3.52 Franken pro Einwohner und Jahr kostet die Arbeit der Beratungsstelle in Zukunft. Was sich nicht ändert, ist der zweistufige Tarifansatz für die Leute, die das Angebot nutzen. Personen, die nicht in einer Trägergemeinde wohnen, zahlen mehr. Ruedi Gautschi fragte nach der Rolle der Freikirchen im Kostenverteiler. Die Antwort des Vorstandes: Aus Gründen des Datenschutzes dürften die Einwohnergemeinden keine Zahlen von Freikirchenmitgliedschaften bekannt geben. Im Übrigen seien diese Personen im Pro-Kopf-Verteilschlüssel berücksichtigt.

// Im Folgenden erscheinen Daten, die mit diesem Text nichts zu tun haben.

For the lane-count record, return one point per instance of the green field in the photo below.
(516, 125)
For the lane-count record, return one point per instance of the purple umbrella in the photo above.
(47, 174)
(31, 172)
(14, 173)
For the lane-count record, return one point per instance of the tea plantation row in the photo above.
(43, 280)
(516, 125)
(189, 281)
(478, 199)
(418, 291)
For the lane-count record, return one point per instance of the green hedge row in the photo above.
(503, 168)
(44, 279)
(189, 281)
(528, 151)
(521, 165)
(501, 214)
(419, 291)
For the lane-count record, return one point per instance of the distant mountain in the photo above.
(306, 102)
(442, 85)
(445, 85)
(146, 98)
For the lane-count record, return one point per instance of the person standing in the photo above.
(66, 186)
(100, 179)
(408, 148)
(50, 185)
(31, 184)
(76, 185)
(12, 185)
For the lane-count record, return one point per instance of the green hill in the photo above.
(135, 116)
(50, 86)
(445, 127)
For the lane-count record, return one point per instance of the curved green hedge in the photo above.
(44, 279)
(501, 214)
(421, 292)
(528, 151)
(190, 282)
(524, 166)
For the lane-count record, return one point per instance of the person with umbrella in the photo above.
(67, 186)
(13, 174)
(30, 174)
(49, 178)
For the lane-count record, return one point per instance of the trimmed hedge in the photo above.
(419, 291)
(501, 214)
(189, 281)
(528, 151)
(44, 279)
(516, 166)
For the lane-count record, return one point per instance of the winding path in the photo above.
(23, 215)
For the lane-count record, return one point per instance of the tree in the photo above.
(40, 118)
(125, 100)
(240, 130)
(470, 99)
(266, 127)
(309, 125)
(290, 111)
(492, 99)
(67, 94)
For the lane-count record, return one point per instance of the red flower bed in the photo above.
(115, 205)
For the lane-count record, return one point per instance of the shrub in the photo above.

Budget trifft auf Widerstand aus Unterentfelden
Namens der reformierten Kirchgemeinde Unterentfelden meldete André Sutter Widerstand gegen den neuen Kostenteiler an und stellte eine Kürzung der Beiträge in Aussicht. Sitzungsleiterin Beatrix Donzé erwiderte konsterniert: „Aber die Kirchgemeinde
Unterentfelden hat bei der Vernehmlassung nicht protestiert. Sie hat überhaupt nicht reagiert.“ Gegen die Idee einer Beitragskürzung verwahrte sie sich entschieden. „Es geht nicht an, dass Träger am Beitrag schrauben. Dann müsste die Kirchgemeinde als Trägerin austreten.“ Damit es nicht so weit kommt, wolle der Vorstand das Gespräch mit der Kirchgemeinde Unterentfelden suchen. Schliesslich wurde das Budget samt dem neuen Kostenverteilschlüssel angenommen, gegen die zwei Stimmen aus Unterentfelden. Abgesehen von der politischen Gemeinde Erlinsbach tragen derzeit alle Polit- und Kirchgemeinden die Arbeit der Beratungsstelle finanziell mit.
Die Jahresrechnung 2013 schliesst mit einem leichten Plus von rund 9000 Franken gegenüber dem Budget. Das Ergebnis erklärt sich hauptsächlich aus einer besseren Auslastung der Beratungsstelle, auch durch Auswärtige. Letztes Jahr kümmerten sich die beiden Mitarbeitenden der Beratungsstelle um 461 Personen. In 1204 Stunden fanden 856 Sitzungen statt.